Oh, and I probably dreamed up Carmack having mentioned this because I spent a little more time looking and couldn't find anything.
 
Chalnoth said:
Well, I don't think it'd be good to do the N-queen solution on a full-screen scale. It'd require too much storage space to be efficient. Better to do it at much smaller granularity, like, say, on a 32x16 tile, choosing a different solution randomly for each tile on the screen.
And I suggest using tiling these random tiles using wang tiles so we get a non repatitive pattern.
 
Some time ago I did some own research about pseudo random sampling inside a pixel. Even with 16 subpixels the result was not convincing.

Using a random subpixel means to add noise. Noise is per se not wanted. I consider a sparse 8x grid superior to a 16x stochastic sampling grid.
 
aths said:
Some time ago I did some own research about pseudo random sampling inside a pixel. Even with 16 subpixels the result was not convincing.

Using a random subpixel means to add noise. Noise is per se not wanted. I consider a sparse 8x grid superior to a 16x stochastic sampling grid.

Did you use a completely random scheme or a minimum distance poisson disc method?
 
If I remember correctly, I tried random patterns, but still with some "sparse" characteristics. I created an ultra high-res BMP with no AA, and calculated a 16x minification with random sampling inside a pixel box. I think I made sure that no effective subpixel was used more than once inside the pixel, but I don't used a poisson distribution or something like that.

For 8x random patterns I later used an algorithm to test if the random pattern is really sparse (meaning it has to deliver full 8x8 edge-equivalent resolution) and use only sparse patterns then. Still, due to its randomness, the result was noisy.

I also wrote a little article about 8x sparse AA, but I don't found the optimal pattern, though.

The automatic translation is very bad, just look onto the pictures :)

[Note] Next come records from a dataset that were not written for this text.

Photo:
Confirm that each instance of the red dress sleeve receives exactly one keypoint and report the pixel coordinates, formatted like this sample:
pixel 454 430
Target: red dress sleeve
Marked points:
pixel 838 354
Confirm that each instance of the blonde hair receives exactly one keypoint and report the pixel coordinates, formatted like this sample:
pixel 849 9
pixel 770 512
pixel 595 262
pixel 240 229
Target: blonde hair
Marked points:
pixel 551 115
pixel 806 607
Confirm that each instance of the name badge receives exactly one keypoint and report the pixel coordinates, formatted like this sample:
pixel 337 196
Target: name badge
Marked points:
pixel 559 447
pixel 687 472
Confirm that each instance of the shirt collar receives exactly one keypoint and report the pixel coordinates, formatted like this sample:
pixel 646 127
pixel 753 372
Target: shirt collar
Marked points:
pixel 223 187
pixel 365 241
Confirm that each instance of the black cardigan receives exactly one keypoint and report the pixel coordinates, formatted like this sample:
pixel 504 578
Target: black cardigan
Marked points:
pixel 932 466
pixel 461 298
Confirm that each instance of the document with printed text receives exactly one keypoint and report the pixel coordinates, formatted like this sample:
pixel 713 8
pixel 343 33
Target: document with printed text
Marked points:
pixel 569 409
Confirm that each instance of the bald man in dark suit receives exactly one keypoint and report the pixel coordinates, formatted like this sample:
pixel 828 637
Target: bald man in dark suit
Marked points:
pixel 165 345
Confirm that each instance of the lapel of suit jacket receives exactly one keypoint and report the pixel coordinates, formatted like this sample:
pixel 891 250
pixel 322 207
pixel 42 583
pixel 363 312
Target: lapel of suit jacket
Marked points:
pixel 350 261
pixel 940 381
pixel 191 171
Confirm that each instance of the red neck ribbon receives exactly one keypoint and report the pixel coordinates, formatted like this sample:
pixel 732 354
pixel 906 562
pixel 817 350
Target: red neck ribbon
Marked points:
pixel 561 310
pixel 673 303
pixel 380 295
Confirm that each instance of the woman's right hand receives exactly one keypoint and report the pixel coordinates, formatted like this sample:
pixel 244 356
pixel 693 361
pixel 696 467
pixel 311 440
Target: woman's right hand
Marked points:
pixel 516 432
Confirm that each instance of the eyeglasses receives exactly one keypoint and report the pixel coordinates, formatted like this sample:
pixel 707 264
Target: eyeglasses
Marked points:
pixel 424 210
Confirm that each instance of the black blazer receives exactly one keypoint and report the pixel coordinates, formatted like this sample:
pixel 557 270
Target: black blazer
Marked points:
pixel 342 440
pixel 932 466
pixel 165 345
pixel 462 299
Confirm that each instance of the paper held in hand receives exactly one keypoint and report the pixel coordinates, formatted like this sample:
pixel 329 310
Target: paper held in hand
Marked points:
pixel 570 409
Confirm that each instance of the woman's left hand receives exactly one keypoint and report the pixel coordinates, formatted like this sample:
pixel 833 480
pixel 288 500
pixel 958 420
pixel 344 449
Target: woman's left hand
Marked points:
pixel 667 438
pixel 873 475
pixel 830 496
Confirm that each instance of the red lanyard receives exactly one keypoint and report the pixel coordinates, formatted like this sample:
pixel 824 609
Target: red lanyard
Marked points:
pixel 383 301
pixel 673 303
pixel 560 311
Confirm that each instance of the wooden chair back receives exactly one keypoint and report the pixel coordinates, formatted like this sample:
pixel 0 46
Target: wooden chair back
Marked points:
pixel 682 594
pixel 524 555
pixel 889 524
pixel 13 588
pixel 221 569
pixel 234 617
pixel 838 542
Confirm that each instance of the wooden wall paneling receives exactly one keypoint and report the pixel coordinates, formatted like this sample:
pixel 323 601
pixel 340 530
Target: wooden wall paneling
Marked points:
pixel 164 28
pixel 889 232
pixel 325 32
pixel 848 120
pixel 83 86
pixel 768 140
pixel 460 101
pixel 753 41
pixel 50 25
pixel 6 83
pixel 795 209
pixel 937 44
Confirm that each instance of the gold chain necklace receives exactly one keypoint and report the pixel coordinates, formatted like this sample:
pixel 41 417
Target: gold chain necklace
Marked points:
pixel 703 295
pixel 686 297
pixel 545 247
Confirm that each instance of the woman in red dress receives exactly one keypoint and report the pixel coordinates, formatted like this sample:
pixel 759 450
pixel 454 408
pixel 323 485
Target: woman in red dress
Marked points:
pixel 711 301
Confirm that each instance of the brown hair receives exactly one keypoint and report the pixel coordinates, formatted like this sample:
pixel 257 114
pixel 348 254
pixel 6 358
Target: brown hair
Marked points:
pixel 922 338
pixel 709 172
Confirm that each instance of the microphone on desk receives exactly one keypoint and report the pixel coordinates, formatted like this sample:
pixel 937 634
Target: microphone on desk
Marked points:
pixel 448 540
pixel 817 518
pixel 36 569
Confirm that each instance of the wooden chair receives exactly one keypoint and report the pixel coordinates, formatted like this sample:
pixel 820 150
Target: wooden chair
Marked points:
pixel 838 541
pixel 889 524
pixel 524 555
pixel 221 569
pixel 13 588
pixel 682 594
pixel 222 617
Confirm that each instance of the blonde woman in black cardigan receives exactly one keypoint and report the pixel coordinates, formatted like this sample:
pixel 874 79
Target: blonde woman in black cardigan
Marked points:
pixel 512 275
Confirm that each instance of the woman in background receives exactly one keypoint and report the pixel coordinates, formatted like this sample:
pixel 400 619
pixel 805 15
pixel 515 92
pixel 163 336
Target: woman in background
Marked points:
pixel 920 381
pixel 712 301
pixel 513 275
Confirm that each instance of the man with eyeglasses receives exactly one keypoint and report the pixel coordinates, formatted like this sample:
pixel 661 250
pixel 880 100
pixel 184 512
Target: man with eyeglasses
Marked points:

http://translate.google.com/transla...fe=off&ie=UTF-8&oe=UTF-8&prev=/language_tools
The decreasing effectivness of rotated grids with n^2 subpixels

http://translate.google.com/transla...fe=off&ie=UTF-8&oe=UTF-8&prev=/language_tools
8x masks, ordered vs random sparse patterns and improved random sparse patterns

http://translate.google.com/transla...fe=off&ie=UTF-8&oe=UTF-8&prev=/language_tools
Some nested rotated grid patterns.


I wrote this article because I was already conviced that an antialiasing pattern for realtime-use should not be random. Because of the large memory footprint, I thinkt (conventional) architectures in the near future will not offer more that 8 samples per pixel. Also I doubt that 16x random will offer better quality that 8x sparse – while I don't know the best 8x sparse grid yet.

To use 8x sparse instead of 8x8 ordered grid is already a technique to decrease the number of subpixels and still keeping 8x8 edge-equivalent resolution for angles around 90° (where antialiasing is needed the most.) To use a random pattern or a temporal pattern adds noise and slight edge-flickering, which is unwanted. (One can discuss situations where noise is actually wanted, but I think AA should deliver really smooth edges by default.)